Ok, no one said that. You were all much nicer than that, but the message was received in any case. Gratefully.
Funny enough, it was the research itself that did it. I was so fed up with textbooks that I found a movie to watch instead - Himalaya. To quote its Rotten Tomatoes page, it is "a fiction film about the forgotten people of Tibet, focusing on their daily lives and traditional customs."
Daily lives??? Traditional customs??? JACKPOT! Here, finally would be real, normal people going about their lives! This is what I've been dying to find!! Fiction, schmiction, I say.

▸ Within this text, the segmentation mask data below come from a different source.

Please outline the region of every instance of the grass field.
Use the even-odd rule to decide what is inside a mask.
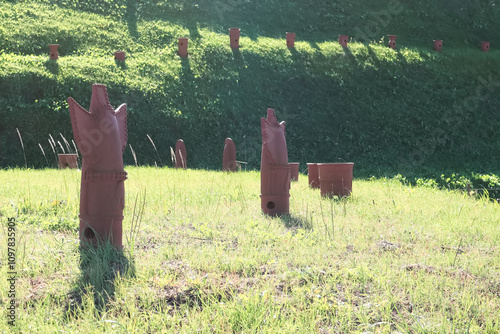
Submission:
[[[488,198],[372,179],[321,199],[301,175],[291,215],[269,218],[258,172],[126,170],[122,254],[79,249],[79,171],[0,170],[0,332],[500,332]]]

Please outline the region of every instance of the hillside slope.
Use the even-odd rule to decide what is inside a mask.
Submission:
[[[259,118],[273,107],[287,121],[290,161],[354,161],[359,176],[498,173],[500,11],[496,1],[461,3],[0,2],[0,166],[25,164],[16,128],[28,166],[53,165],[49,134],[72,138],[67,97],[88,107],[98,82],[114,106],[128,104],[139,164],[169,164],[183,138],[190,167],[219,169],[232,137],[238,159],[258,168]],[[242,29],[237,52],[231,26]],[[297,33],[295,49],[285,31]],[[348,49],[339,34],[354,36]],[[398,35],[397,51],[387,34]],[[444,40],[441,53],[433,39]],[[134,163],[129,149],[125,161]]]

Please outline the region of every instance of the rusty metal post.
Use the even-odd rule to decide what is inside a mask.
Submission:
[[[182,139],[175,143],[175,168],[187,169],[186,145]]]
[[[125,51],[116,51],[115,52],[115,60],[125,61]]]
[[[490,51],[490,42],[482,41],[481,42],[481,50],[483,50],[484,52]]]
[[[78,168],[78,154],[70,153],[70,154],[58,154],[57,158],[59,159],[59,169],[77,169]]]
[[[224,152],[222,153],[222,170],[225,172],[236,172],[238,163],[236,162],[236,146],[231,138],[226,138],[224,142]]]
[[[68,98],[71,125],[82,156],[80,243],[94,247],[109,240],[122,248],[122,221],[127,173],[127,106],[114,109],[106,86],[92,85],[89,111]]]
[[[177,52],[179,57],[186,58],[188,56],[188,42],[189,38],[187,37],[179,38],[179,46],[178,46],[179,51]]]
[[[352,162],[318,164],[321,196],[350,196],[352,193]]]
[[[289,49],[295,47],[295,37],[296,36],[297,36],[297,34],[294,32],[287,32],[286,33],[286,46]]]
[[[275,216],[289,213],[290,165],[285,138],[285,122],[278,123],[273,109],[261,118],[262,155],[260,163],[261,208]]]
[[[434,44],[434,50],[436,50],[437,52],[441,52],[441,50],[443,50],[443,40],[442,39],[434,40],[432,42]]]
[[[229,44],[231,49],[238,49],[240,47],[240,28],[229,28]]]
[[[59,44],[49,44],[50,49],[50,59],[57,60],[59,58],[59,52],[57,49],[59,48]]]
[[[298,181],[299,180],[299,162],[290,162],[290,181]]]
[[[339,35],[339,44],[342,45],[342,47],[346,48],[348,41],[349,41],[349,36]]]
[[[389,37],[389,47],[396,50],[396,38],[398,35],[387,35]]]
[[[317,163],[307,163],[307,177],[309,179],[309,187],[313,189],[319,188],[319,174]]]

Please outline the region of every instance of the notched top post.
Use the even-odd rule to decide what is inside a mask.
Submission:
[[[89,111],[68,98],[71,125],[82,155],[80,240],[92,245],[109,240],[122,247],[122,221],[127,173],[127,106],[116,110],[105,85],[92,86]]]

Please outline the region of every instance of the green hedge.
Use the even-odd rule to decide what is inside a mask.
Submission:
[[[195,10],[167,3],[179,7],[161,10]],[[225,32],[192,21],[139,16],[134,30],[122,18],[58,6],[0,7],[2,15],[29,22],[17,33],[10,30],[15,22],[0,24],[8,37],[0,38],[2,167],[25,164],[16,128],[29,166],[47,165],[39,143],[53,164],[49,134],[72,138],[66,99],[88,107],[91,85],[103,83],[112,105],[128,104],[129,143],[140,164],[160,164],[150,135],[163,164],[183,138],[190,167],[220,169],[224,138],[232,137],[238,159],[258,168],[259,119],[273,107],[287,121],[290,161],[354,161],[357,176],[498,174],[500,60],[493,47],[489,53],[476,47],[394,52],[381,41],[350,43],[344,51],[336,41],[317,39],[298,40],[289,50],[284,38],[243,30],[233,52]],[[146,12],[143,6],[141,15]],[[186,60],[176,55],[178,36],[190,37]],[[54,41],[61,42],[57,62],[44,49]],[[125,64],[113,60],[118,49],[127,51]],[[125,162],[134,163],[129,149]]]

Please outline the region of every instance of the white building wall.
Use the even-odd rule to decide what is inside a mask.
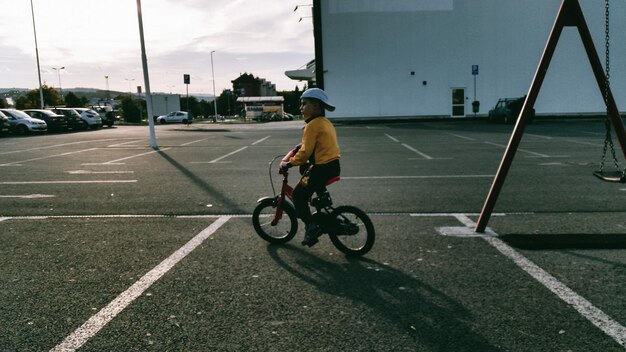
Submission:
[[[604,62],[604,2],[580,0]],[[525,95],[561,0],[321,0],[324,89],[331,117],[450,116],[464,87],[486,114]],[[611,2],[612,90],[626,110],[626,2]],[[318,69],[320,69],[318,67]],[[411,72],[414,75],[411,75]],[[423,82],[426,82],[424,85]],[[561,35],[538,114],[597,113],[604,104],[575,27]]]

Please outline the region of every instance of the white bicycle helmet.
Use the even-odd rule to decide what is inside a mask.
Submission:
[[[334,111],[335,106],[330,103],[328,99],[328,94],[319,88],[309,88],[302,93],[300,98],[309,98],[309,99],[317,99],[322,102],[324,108],[328,111]]]

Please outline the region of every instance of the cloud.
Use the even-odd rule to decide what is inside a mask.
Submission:
[[[8,0],[0,0],[8,1]],[[298,22],[301,0],[144,0],[142,16],[152,90],[182,86],[191,73],[206,90],[212,83],[214,53],[218,90],[230,87],[239,73],[249,72],[292,89],[297,82],[284,71],[314,56],[310,22]],[[0,12],[0,88],[36,87],[30,4],[19,2]],[[51,67],[65,66],[63,87],[104,86],[128,90],[128,81],[143,81],[137,8],[134,1],[33,0],[42,79],[56,82]],[[306,11],[306,10],[303,10]],[[153,83],[154,82],[154,83]],[[142,84],[143,85],[143,84]]]

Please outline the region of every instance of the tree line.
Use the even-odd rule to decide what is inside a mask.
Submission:
[[[75,108],[89,105],[89,99],[86,96],[78,96],[74,92],[68,92],[61,96],[55,88],[45,84],[41,88],[44,106]],[[292,115],[300,114],[300,96],[302,91],[300,91],[298,86],[293,91],[282,91],[277,94],[285,100],[283,104],[285,112]],[[145,99],[138,99],[131,94],[119,94],[114,99],[120,102],[119,113],[126,122],[139,123],[147,118],[148,110]],[[217,114],[220,116],[245,116],[243,104],[237,102],[237,96],[231,90],[225,89],[212,101],[198,100],[194,96],[180,96],[181,110],[190,112],[194,117],[208,118],[213,116],[215,114],[214,104],[217,104]],[[0,99],[0,108],[6,108],[6,105],[5,99]],[[39,109],[40,107],[41,97],[38,88],[29,90],[26,94],[15,98],[15,108],[18,110]]]

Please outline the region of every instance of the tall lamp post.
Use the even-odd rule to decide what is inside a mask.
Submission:
[[[104,76],[107,86],[107,101],[111,100],[111,91],[109,90],[109,76]]]
[[[35,55],[37,56],[37,75],[39,76],[39,100],[43,109],[43,87],[41,86],[41,68],[39,67],[39,47],[37,46],[37,29],[35,28],[35,10],[33,8],[33,0],[30,0],[30,12],[33,15],[33,33],[35,34]]]
[[[146,44],[143,39],[143,17],[141,15],[141,0],[137,0],[137,22],[139,22],[139,43],[141,45],[141,66],[143,68],[143,84],[146,87],[146,108],[148,110],[148,128],[150,130],[150,147],[157,150],[154,131],[154,115],[152,111],[152,93],[150,93],[150,77],[148,75],[148,56],[146,55]]]
[[[134,78],[124,78],[125,81],[128,81],[128,94],[132,97],[133,96],[133,91],[130,88],[130,82],[134,81]]]
[[[213,75],[213,107],[215,107],[215,115],[213,115],[213,122],[217,122],[217,95],[215,95],[215,70],[213,69],[213,53],[211,51],[211,74]]]
[[[61,99],[63,99],[63,88],[61,88],[61,70],[65,70],[65,66],[53,67],[52,69],[57,71],[57,74],[59,75],[59,92],[61,92]]]

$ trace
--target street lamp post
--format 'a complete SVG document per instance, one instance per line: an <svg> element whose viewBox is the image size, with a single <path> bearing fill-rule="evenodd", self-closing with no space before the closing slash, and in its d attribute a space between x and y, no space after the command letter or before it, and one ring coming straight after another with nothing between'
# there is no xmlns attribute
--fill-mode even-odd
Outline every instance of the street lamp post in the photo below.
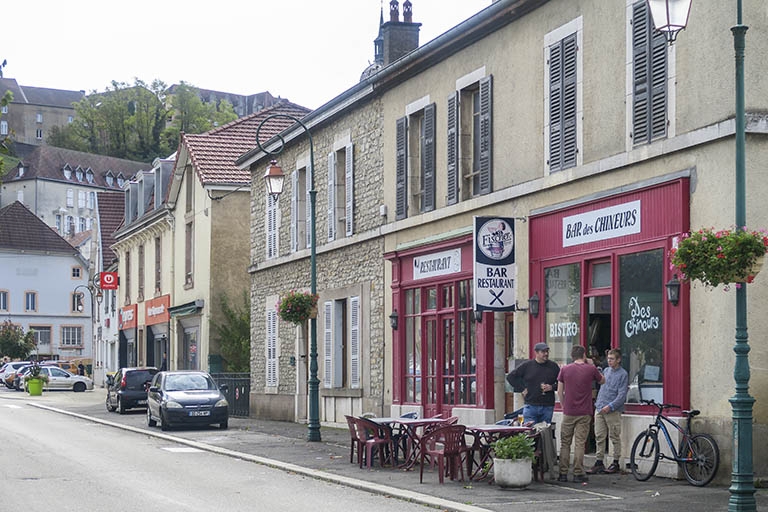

No, don't worry, I know it's a movie; I took everything I saw with a large grain of salt (which is ironic, but you won't get the joke if you don't watch the film). However, one of the best things about this film was that it was shot over nine months in the Himalayas, among the Dolpo people of Nepal, who, Wikipedia tells me, have "preserved...Tibetan culture in relatively pure form." In fact, with the exception of a couple of roles, almost every part in the film is played by an actual Dolpo tribe member.
The movie is only a little over an hour and a half, but it took me the better part of a day to watch it, because I kept having to pause it to take notes. Everything was helpful, from the way the women tied blankets around their waists, to how the men wore their hair, to where they slept inside their low stone houses. This is the sort of practical, everyday information that is so hard to find, and yet is so essential to me as a writer.
I really don't know if I could tell you if the movie is any good. I didn't really notice, which means, as far as I can guess, that it was pretty good, because I'm generally super picky about movies. But I was so focused on gathering every tiny bit of information that I truly didn't care one way or the other.
What I can say is that I'm very, very grateful to the movie - and to all of you. As soon as it ended, instead of doing more research, I went off and wrote two big chunks for the Tibetan lifetime. It took almost no time, and I have no idea if what I wrote will end up in the book, but I don't care. It was incredibly useful: it helped me solidify some plot points, get to know my characters better, and gave me a chance to write about the glorious, unbelievable setting I'd gotten to see in the movie.
![]() |
Not bad, eh?? Image courtesy of http://bossnepal.com/oscar-nominated-nepali-movie-caravanhimalaya/ |
At some point, after I've worked on those freewrites a bit, I'll post a snippet here. Perhaps even when I'm back the week after next?
Thanks again to all of you, and I'll see you on the other side of VACATION!